On the entrance to Sonargoan Rajbari is the famous sculpture of bull wagon by Jainul Abedin, which symolises toil and struggle. Jainul Abedin has always been one my favourite artist and I took a chance to get a pic of mine infront of the sculpture:

In front of the Bulls, the symbol of Struggle

Just a few steps ahead to the left is the 2-storied palace, or the Rajbari, which is now being used as a museum:

Sonargoan Rajbari

The palace has over 100 small rooms, and it’s completely like a maze inside. All the rooms are of same size and design, and now they are home to different cultural and architectural masterpieces collected from different parts of Bangladesh. I was told by my guide that this palace was used by few rulers, including the Hindu Jamidars who ruled during the British regime. It’s open for visitors from 10:00 to 17:00 everyday, except for Thursday.

Brief history of Sonargoan, as told by Dr. Abu Sayeed:

Sonargaon, which literally means “golden village” in Bengali, was the capital of the Banga province or Eastern Bengal, which was one of the three political units of this territory during the Delhi Imperial rule. In 1338 Fakhr-al-Din-Mubarak seized the provincial government of Sonargaon and declared himself independent from Delhi and was the first independent Sultan of Bengal.

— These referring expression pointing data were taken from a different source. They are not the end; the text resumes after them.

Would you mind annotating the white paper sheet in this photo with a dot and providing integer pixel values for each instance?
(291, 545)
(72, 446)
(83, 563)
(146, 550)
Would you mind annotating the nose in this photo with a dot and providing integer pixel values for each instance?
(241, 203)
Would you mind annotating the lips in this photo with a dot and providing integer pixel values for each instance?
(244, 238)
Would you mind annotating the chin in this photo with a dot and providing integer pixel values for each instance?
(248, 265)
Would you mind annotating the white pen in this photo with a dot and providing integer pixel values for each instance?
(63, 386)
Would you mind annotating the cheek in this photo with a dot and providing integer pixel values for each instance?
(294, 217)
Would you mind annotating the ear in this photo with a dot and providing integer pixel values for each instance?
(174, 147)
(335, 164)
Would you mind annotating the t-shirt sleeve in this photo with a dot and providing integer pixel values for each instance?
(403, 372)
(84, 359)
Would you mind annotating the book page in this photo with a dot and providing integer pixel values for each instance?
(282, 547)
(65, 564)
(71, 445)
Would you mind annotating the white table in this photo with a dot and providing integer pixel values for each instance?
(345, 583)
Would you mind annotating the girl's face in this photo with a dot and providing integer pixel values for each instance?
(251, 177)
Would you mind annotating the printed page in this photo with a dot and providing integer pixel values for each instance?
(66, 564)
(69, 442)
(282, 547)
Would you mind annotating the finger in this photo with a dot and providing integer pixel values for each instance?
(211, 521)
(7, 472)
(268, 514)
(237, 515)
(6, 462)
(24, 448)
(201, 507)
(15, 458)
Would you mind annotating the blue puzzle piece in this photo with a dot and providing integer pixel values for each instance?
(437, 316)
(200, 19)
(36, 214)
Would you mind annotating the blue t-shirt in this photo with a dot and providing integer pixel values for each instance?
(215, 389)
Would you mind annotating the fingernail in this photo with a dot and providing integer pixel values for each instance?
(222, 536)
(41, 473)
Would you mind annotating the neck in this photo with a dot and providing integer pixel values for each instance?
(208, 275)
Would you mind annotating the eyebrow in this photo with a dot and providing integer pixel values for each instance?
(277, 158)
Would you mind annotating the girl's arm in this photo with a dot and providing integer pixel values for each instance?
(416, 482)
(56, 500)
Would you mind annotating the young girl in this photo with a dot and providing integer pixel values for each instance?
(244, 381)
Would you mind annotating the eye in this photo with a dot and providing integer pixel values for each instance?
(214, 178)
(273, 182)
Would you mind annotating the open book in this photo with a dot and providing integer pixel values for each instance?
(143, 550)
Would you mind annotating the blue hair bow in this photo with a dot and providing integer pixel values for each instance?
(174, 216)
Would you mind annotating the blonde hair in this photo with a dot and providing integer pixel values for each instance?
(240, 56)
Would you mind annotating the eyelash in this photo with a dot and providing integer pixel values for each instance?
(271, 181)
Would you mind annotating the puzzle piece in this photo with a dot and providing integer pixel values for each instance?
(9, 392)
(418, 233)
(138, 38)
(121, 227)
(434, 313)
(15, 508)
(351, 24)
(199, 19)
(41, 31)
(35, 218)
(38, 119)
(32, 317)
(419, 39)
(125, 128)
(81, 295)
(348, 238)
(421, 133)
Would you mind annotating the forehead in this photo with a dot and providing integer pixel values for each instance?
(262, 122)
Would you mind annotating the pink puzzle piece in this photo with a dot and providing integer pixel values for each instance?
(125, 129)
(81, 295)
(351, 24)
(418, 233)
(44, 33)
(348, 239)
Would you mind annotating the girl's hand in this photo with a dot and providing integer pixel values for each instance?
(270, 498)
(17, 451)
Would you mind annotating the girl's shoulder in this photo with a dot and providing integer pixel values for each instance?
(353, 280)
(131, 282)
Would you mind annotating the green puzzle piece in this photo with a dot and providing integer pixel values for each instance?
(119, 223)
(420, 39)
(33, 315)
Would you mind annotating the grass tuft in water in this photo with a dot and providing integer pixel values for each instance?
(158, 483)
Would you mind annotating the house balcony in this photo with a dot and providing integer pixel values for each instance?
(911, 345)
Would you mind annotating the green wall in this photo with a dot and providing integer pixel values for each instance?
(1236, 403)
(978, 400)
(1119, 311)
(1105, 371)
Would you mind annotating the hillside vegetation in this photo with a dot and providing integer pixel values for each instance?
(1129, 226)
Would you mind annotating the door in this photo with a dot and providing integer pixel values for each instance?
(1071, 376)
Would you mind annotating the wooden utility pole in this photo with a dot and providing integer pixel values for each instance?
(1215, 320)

In 1352, he was overthrown by the Sultan of Gaur Ilyas Shah, and from this time Sonargaon formed a part of the independent kingdom of united Bengal until the advent of the Moguls (1575).

In the reign of Akbar, it was the chief city of Isa Khan, who maintained his independence for several years. After Isa Khan’s death it became a part of the Great Mogul Empire. The decline of Sonargaon started with the establishment of the Mogul capital in Dhaka in 1608, and with the conquest of the kingdom of Isa Khan by the forces of Islam Khan in 1611 it became one of the Sarkers of the Bengal Subah, losing its former prestige forever.

The history of Sonargaon for the next two hundred years until the establishment of the commercial belt of the East India Company in Panam is still unknown to us. The colonial city of Panam came into being in the nineteenth century and continued to flourish till the end of the Second World War.